Die Einheit der Kirche wiederherstellen
Die politischen und religiösen Spaltungen verhärten sich in Europa nach 1555. Die meisten Fürsten erstreben eine konfessionelle Gleichheit auf ihrem Gebiet. Louis XIV. verlangte in Frankreich : « Un roi, une loi, une foi » (Ein König, ein Gesetz, ein Glaube) ! Die Christen anderer Konfessionen wurden als « Ketzer » betrachtet, mit Gewalt bekehrt, verjagt oder ins Exil gezwungen. Das humanistische Erbe wurde verleugnet. Selbst die Lutheraner betrachteten die Homogeneität in einem Gebiet als unerlässlich.

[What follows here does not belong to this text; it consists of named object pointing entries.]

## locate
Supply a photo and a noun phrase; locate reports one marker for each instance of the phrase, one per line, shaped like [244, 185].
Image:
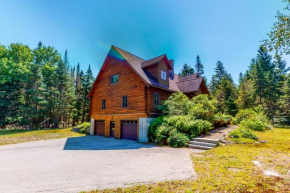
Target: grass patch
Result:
[230, 168]
[20, 136]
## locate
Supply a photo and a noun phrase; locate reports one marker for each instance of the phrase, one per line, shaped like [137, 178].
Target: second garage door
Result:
[99, 127]
[129, 130]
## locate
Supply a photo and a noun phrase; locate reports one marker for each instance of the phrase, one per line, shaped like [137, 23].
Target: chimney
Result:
[171, 72]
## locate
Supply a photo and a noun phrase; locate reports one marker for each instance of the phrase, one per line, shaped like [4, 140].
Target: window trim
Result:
[111, 78]
[123, 104]
[156, 99]
[163, 75]
[103, 104]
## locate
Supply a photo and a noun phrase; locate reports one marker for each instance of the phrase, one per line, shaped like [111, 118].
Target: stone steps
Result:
[203, 143]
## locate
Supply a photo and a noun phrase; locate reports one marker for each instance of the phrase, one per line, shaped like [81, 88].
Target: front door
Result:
[112, 127]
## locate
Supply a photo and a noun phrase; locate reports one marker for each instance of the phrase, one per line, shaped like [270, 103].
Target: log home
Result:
[128, 90]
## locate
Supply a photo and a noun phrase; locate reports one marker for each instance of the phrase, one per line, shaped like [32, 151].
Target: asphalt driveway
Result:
[86, 163]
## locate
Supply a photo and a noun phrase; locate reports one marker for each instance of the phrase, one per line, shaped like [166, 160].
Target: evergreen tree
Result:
[216, 79]
[87, 84]
[199, 66]
[186, 70]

Das Engagement Melanchthons für die Bewahrung der Einheit der Kirche wurde eine Zeit lang vergessen. Man hielt ihn oft für einen Mitarbeiter Luthers. Die Aufklärung entdeckte ihn wieder. Er wurde dann als ein Theologe betrachter, der die Vernunft und die Kultur sehr schätzte und von daher Wege öffnete, um die kirchlichen Streitigkeiten zu überwinden.
Im 19. Jahrhundert bildeten sich in zahlreichen Regionen Deutschlands unierte Kirchen. Melanchthon wird dort oft als ihr geistiger Vater angesehen. Die erste wissenschaftliche Ausgabe seiner Werke und Briefe wurde nun dem Corpus Reformatorum hinzugefügt. Der 400.Todestag führte 1960 zur Gründung des Studienzentrums Melanchthon in Heidelberg dank dessen die Briefwechsel Melanchthons herausgegeben werden konnten.
Heute hebt man gern die besondere Eigenartigkeit des Schülers Luthers hervor : er war immer bemüht, die Reformation und den Humanismus, die Kultur und den Glauben zusammenzuhalten. Sein Eintreten für die Einheit der Kirche wird als ein ökumenisches Engagement betrachtet.